Miss Clark will be marrying Jonathan Humphreys before 80 guests at St Michael and All Angels Church in Thornhill, Dewsbury, and admits that apart from contemplating wearing her granny’s dress as a youngster, she had completely forgotten the idea until she got engaged in 2009.
She said: “When I put the dress on it just felt right. I hadn’t even tried any other wedding dresses on, but I can’t really describe it, it just had a homely feel to it. It would cost thousands of pounds to have one similar made today.
“We were already looking at June for a wedding date anyway when mum rang and said ‘just see what day June the 9th falls on.’ We found out it was Saturday and thought why not?”
But she maintains that the similarities end there.
“We’ve all worn the dress differently – with the collar up or down and with or without a necklace, we’ve all put our own spin on it. It’s looked different on everyone who’s put it on. Mum and granny both had the veil towards the top of their heads, but I’m wearing it to the back. It’s a bit more modern.”
The bride-to-be from Cawood, North Yorkshire, agrees that it is unusual to be able to wear a dress with so much family history.
She admits to being initially a little bit cautious about the idea of wearing a dress made such a long time ago.
“Not many people can say they have their wedding dress from 1959,” she said.
“I was a bit dubious as to whether it would still be a dress and hadn’t disintegrated.
“There’s a bit of blue confetti that got stuck and has been there since mum and dad got married – I will consider it my lucky charm,” she said.
Originally described as a Viennese gown with a tiered back, Chantilly lace and appliqué work, the dress has remained in near perfect condition for the past 53 years.
It was purchased for £30 from Anne Corbett on Bond Street in Leeds.
Proof that all fashions come back around again, the frock has drawn comparisons to Royal bride Kate Middleton’s Alexander McQueen gown.
Miss Clark’s fiancé Jonathan even spotted the similarity. He sent a text message to Sarah during the Royal Wedding last year saying he had ‘seen a dress like this before’.
The mother-of-the-bride remembers how excited she was to discover and wear the 1950s design.
She said: “The big thing was getting it out of the loft and if it had kept its colour. I thought, ‘if I find it, I’ll wear it’. It’s unique – when I saw it I just thought ‘wow’, it’s beautiful.”
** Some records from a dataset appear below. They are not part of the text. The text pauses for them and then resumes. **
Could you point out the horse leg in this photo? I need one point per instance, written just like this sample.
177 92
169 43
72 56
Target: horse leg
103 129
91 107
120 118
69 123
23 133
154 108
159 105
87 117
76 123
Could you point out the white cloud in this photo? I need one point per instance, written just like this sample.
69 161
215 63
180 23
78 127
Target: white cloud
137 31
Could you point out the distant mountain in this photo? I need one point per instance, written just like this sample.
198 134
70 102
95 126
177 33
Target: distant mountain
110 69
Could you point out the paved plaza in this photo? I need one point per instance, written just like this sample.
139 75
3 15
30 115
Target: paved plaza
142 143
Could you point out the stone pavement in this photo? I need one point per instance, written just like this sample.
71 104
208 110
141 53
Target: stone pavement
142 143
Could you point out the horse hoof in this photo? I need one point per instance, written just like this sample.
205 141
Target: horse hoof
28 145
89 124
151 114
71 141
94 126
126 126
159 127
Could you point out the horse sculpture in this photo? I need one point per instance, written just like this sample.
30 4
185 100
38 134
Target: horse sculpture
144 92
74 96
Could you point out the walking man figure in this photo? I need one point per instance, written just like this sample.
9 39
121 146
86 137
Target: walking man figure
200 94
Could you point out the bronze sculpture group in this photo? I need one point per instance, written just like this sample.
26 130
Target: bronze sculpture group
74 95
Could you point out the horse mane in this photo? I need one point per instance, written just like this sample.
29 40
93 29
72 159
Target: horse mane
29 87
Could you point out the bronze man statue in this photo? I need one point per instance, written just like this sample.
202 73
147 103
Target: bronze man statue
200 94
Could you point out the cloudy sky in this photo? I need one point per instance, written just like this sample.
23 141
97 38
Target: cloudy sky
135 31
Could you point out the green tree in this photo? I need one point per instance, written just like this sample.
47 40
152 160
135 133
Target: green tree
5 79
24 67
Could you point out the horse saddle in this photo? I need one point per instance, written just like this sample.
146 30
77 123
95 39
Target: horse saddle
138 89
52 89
The 50-year-old rapid response nurse from Wakefield picked June 9 1984 to marry Anthony, as she thought it would be nice to share the date with her parents’ silver wedding anniversary.
“When we were discussing the wedding in 1984, we had no special date in mind. We thought we’d make it a special double occasion. I hope that granddaughters will pick the same day and continue the tradition,” she said.
What is surprising is that all three women are naturally the same size, to within an inch.
The only alterations to the garment have been the addition of 25 meters of netting to stiffen the train, and an adjustment of an inch-and-a-half to the bodice.
The lady who started it all, Dorothy Sampson, said: “I suppose I must have tried several dresses on, but that was the one I liked the best. It is still in perfect condition now.
“I kept it for sentimental reasons, locked away in a box in the loft.”